AnzoGraph uses massively parallel processing (MPP) to perform analytic operations on graph data conforming to RDF and RDF* standards. You can scale AnzoGraph to run in environments ranging from a single server to multiple servers in a cluster, in either on-premises or cloud environments.
Though all servers in an AnzoGraph cluster store the system metadata and have the ability to perform leader operations, one server acts as the leader for the cluster. All client applications should connect to this server.
In-Memory Data Storage Architecture
To provide the highest performance possible, AnzoGraph stores all graph data and performs all analytic operations entirely in memory. At startup, the system sets the number of slices per node to the number of cores on a single server. To utilize massively parallel processing of queries, AnzoGraph distributes the data into memory across a number of the available slices. Every slice contains several blocks that store the triples for graph data involved in a specific analytic or query operation.
When installed in a cluster, AnzoGraph requires that all servers provide the same equivalent hardware and quality of service.

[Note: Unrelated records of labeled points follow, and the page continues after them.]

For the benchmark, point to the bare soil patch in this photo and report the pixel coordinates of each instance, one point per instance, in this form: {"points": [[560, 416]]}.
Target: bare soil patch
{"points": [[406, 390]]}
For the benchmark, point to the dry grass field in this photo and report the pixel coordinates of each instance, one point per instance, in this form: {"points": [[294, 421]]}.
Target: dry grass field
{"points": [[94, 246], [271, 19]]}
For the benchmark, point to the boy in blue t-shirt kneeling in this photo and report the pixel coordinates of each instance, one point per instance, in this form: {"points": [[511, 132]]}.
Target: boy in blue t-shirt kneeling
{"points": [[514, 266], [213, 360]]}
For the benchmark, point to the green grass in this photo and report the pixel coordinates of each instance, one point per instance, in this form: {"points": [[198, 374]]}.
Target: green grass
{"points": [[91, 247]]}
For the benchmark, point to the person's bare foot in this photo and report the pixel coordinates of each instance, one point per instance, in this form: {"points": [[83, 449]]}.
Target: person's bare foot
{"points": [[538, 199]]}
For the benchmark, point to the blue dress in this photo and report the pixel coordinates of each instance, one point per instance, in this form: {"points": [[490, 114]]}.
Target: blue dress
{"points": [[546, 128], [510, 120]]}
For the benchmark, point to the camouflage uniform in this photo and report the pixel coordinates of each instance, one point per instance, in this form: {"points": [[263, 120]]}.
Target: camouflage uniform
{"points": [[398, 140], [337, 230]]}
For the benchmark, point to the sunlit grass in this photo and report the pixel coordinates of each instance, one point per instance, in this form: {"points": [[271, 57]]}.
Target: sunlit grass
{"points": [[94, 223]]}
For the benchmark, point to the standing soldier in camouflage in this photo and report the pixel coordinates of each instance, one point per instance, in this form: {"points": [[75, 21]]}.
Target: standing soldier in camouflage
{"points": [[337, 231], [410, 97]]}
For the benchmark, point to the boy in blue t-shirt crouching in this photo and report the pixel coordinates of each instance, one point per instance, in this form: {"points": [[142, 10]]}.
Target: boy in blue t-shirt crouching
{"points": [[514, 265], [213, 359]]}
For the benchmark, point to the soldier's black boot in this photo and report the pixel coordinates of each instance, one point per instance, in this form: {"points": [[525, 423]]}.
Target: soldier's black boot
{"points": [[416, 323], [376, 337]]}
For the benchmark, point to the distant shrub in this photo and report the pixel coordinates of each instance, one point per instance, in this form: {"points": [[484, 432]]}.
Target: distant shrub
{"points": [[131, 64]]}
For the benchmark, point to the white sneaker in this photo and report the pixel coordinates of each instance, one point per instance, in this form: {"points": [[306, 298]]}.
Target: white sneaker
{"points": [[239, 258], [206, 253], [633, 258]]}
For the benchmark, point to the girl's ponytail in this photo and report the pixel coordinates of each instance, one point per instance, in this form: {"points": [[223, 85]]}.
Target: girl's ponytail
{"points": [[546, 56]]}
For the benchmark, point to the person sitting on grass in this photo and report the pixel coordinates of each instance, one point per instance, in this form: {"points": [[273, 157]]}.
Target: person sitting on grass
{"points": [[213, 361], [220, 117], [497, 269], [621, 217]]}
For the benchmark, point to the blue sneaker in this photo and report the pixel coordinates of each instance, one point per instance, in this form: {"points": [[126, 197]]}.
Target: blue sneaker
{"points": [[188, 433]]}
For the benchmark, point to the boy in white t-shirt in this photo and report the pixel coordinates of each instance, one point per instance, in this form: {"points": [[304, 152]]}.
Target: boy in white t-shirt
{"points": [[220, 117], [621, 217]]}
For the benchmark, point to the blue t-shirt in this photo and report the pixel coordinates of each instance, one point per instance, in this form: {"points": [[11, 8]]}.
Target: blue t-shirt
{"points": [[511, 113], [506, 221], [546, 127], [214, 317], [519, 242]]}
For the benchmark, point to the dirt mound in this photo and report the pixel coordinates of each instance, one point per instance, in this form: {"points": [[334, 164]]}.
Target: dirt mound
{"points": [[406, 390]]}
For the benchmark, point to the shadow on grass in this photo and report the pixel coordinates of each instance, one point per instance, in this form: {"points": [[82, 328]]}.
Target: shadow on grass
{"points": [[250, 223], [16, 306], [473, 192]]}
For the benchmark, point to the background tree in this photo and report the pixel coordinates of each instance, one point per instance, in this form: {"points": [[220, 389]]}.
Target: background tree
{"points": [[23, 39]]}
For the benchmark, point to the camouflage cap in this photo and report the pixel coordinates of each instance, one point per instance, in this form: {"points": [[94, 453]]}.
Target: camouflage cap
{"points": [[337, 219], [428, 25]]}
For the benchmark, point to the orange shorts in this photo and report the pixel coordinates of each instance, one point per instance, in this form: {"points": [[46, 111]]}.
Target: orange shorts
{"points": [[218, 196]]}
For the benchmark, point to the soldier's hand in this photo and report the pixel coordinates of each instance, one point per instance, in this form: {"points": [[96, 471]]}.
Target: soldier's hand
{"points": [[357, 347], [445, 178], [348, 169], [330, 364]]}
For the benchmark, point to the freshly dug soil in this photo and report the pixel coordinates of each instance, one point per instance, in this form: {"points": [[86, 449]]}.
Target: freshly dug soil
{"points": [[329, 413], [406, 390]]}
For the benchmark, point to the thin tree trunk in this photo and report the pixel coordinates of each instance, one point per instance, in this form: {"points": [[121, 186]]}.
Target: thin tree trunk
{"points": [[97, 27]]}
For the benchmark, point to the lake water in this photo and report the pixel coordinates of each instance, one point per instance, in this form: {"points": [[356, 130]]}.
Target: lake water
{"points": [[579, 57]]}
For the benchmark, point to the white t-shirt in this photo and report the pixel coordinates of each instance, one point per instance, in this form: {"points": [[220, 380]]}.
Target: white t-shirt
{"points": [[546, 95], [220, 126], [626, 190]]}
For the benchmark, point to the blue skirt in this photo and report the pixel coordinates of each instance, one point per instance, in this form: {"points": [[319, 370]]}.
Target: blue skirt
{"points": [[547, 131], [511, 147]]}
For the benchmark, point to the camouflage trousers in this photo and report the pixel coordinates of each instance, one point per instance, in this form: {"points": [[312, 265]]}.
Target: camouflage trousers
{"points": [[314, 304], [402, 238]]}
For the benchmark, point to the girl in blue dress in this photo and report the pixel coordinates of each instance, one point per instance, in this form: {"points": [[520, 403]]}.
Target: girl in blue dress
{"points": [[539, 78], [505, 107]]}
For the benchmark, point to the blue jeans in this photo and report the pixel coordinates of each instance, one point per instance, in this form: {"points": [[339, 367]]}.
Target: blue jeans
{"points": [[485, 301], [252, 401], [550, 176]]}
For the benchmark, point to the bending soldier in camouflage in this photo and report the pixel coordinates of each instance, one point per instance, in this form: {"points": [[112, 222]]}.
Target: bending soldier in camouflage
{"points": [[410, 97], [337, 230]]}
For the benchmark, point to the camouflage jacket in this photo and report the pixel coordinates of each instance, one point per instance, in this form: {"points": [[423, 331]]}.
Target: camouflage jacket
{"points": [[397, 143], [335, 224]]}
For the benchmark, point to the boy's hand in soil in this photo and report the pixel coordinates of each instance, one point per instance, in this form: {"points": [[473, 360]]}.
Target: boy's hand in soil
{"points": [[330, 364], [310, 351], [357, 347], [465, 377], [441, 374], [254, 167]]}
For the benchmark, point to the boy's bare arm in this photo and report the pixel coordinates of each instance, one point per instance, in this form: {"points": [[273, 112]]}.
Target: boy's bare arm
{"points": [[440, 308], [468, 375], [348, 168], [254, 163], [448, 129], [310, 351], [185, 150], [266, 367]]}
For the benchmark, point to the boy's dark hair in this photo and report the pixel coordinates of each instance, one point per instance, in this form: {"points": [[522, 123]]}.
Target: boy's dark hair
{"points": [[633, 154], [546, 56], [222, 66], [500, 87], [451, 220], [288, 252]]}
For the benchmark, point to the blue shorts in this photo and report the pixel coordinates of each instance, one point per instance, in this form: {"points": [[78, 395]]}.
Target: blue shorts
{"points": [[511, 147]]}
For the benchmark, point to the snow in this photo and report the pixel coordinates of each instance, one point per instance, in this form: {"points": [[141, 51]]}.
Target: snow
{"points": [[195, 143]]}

Leader and Query Processing
When an application sends a request, the leader node dedicates a thread to process the request. All other threads remain ready for subsequent requests. The leader routes the query through parsing and planning. The planner determines the steps that the query requires, for example, whether a hash join, merge join, or an aggregation step is needed. The planner passes the final query plan to the code generator, which assembles the groups of steps into segments. The code generator then packages all of the segments for the query into a stream. The leader sends the stream to all of the nodes in the cluster and to its own slices. The nodes process the stream in parallel; each node dedicates a thread to process each segment. The nodes then return the results to the leader to send to the application.